My first experience of Victory Day was in Kyiv, back in 2004. We accidently stumbled upon some rehearsals for the big parade that was to be staged … not on May 8th, when Nazi Germany officially capitulated, but on May 9th, which was due to the time zone difference.  That parade rehearsal, complete with tanks, artillery fire, and military music was a jarring reminder that we’d entered a country where war was a visceral memory. 

Zhytomyr, Ukraine, 

In May, 1945, peace deals may have been signed, but for millions of people the worst was yet to come. Homelessness, hunger, separation from loved ones, disease, long term disability… these would be the consequences of those six years of war.  
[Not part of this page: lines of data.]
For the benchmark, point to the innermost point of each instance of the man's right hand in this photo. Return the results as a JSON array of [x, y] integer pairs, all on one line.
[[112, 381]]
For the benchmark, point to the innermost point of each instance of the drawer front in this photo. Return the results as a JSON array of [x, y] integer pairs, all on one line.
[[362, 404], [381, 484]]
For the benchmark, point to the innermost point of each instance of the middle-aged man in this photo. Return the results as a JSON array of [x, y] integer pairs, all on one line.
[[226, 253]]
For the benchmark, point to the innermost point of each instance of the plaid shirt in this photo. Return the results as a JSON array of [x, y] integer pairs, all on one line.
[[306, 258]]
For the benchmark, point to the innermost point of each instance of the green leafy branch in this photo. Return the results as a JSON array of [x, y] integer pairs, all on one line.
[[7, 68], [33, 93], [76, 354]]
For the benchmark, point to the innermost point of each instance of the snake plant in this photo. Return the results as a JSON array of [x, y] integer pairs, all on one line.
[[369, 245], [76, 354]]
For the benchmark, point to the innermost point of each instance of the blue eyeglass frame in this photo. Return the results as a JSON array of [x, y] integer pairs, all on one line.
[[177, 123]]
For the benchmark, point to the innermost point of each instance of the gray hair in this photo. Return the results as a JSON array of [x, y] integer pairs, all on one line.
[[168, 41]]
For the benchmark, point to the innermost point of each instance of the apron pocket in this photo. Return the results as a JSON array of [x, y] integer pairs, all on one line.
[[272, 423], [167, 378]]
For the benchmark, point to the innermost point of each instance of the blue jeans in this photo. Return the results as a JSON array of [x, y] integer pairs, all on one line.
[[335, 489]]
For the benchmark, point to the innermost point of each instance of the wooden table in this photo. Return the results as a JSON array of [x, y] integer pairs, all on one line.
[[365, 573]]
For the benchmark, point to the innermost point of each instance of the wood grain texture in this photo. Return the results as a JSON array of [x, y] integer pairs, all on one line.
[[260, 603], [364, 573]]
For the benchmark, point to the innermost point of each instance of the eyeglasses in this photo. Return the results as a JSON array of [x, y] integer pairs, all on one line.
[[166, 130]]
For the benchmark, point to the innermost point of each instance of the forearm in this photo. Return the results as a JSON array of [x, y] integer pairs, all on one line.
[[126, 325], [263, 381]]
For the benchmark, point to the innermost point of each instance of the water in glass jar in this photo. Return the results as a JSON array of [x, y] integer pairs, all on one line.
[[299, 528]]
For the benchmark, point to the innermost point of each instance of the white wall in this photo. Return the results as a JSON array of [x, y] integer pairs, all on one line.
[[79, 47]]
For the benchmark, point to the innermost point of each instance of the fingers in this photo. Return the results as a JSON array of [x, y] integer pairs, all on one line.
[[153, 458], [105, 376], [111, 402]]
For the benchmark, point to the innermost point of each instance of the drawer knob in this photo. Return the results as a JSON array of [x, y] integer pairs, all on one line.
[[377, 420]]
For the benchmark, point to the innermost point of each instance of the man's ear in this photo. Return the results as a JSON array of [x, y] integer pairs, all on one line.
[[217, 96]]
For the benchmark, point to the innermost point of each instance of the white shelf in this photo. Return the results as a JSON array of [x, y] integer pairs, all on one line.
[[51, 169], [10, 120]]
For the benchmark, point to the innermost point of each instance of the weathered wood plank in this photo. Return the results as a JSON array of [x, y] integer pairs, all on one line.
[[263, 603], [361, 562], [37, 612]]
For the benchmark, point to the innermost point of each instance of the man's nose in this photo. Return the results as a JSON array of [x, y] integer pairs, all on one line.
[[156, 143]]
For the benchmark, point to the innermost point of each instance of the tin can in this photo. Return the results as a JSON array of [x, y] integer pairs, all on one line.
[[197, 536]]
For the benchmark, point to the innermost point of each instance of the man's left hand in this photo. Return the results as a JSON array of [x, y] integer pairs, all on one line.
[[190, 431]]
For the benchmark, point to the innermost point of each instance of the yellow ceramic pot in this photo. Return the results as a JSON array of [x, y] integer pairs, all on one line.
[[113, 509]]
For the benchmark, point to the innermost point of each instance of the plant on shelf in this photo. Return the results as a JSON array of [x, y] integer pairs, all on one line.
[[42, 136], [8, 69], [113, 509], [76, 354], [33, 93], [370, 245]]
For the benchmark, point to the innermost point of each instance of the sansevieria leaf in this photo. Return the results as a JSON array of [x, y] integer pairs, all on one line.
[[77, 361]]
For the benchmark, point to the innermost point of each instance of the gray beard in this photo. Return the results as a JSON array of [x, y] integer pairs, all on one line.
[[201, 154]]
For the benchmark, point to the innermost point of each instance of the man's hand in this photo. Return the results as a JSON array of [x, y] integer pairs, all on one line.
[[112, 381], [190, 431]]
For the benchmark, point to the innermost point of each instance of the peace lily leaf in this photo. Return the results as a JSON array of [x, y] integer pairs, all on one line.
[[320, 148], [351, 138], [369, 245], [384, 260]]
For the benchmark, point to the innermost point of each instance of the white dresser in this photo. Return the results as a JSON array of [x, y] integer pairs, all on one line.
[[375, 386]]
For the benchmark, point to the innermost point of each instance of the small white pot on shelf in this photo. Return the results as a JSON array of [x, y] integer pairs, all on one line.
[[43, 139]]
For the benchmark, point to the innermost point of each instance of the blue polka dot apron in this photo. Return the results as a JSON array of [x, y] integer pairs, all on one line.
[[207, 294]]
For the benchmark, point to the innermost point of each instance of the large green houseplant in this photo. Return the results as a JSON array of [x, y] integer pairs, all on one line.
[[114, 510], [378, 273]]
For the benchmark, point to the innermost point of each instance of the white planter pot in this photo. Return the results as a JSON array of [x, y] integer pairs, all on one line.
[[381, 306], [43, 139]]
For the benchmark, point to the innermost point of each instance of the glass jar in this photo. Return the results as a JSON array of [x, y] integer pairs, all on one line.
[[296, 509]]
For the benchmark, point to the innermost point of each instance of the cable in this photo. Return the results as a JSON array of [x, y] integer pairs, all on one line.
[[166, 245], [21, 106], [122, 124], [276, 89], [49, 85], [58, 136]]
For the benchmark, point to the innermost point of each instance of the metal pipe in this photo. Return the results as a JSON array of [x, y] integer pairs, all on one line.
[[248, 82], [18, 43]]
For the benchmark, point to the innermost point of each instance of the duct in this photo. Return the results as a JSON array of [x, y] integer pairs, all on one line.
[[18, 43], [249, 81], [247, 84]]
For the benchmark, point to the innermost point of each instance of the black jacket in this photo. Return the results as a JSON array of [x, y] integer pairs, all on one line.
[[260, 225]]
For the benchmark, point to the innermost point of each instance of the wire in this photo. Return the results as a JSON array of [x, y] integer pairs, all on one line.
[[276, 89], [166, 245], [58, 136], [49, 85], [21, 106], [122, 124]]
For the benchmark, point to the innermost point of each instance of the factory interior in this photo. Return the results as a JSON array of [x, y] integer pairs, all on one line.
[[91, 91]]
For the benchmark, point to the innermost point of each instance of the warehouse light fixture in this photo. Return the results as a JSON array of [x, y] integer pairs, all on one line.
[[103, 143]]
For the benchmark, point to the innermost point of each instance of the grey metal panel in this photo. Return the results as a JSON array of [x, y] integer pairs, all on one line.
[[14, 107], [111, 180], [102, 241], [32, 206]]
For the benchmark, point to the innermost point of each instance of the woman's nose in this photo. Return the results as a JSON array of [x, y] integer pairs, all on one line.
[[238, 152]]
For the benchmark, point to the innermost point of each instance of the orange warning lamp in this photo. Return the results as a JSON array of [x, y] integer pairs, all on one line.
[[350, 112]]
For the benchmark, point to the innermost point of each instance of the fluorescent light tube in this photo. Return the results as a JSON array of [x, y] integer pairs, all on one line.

Today’s war zones … spreading like wild fires in a world gone mad …. will breed more instability and more distress.  Victory Day wounds take a long time to heal, and now those wounds are being re-opened.

My dad, captured by Soviet forces on May 11, 1945 spent five years in a coal mine near Moscow. His children died of hunger and his first wife, assuming he was dead, entered a new relationship. My mom, captured by Soviet forces at the end of February, 1945, no doubt spent Victory Day traveling on foot or by train to the Urals (I explore this in Crow Stone). Her two sisters never made it out of East Prussia before the war ended. I’m exploring their experiences as I write a new novel set in East Prussia as it transitioned into Russian Kaliningrad in the aftermath of Victory Day, 1945.

‘May Victories?’  Nazi Germany’s capitulation eighty years ago, was an end and a beginning. Putin’s bizarre re-imagining of Nazi terror in his war against Ukraine exposes him as a manipulative liar as this short clip from Berlin by President Steinmeier underlines.  Eighty years later, fear festers anew.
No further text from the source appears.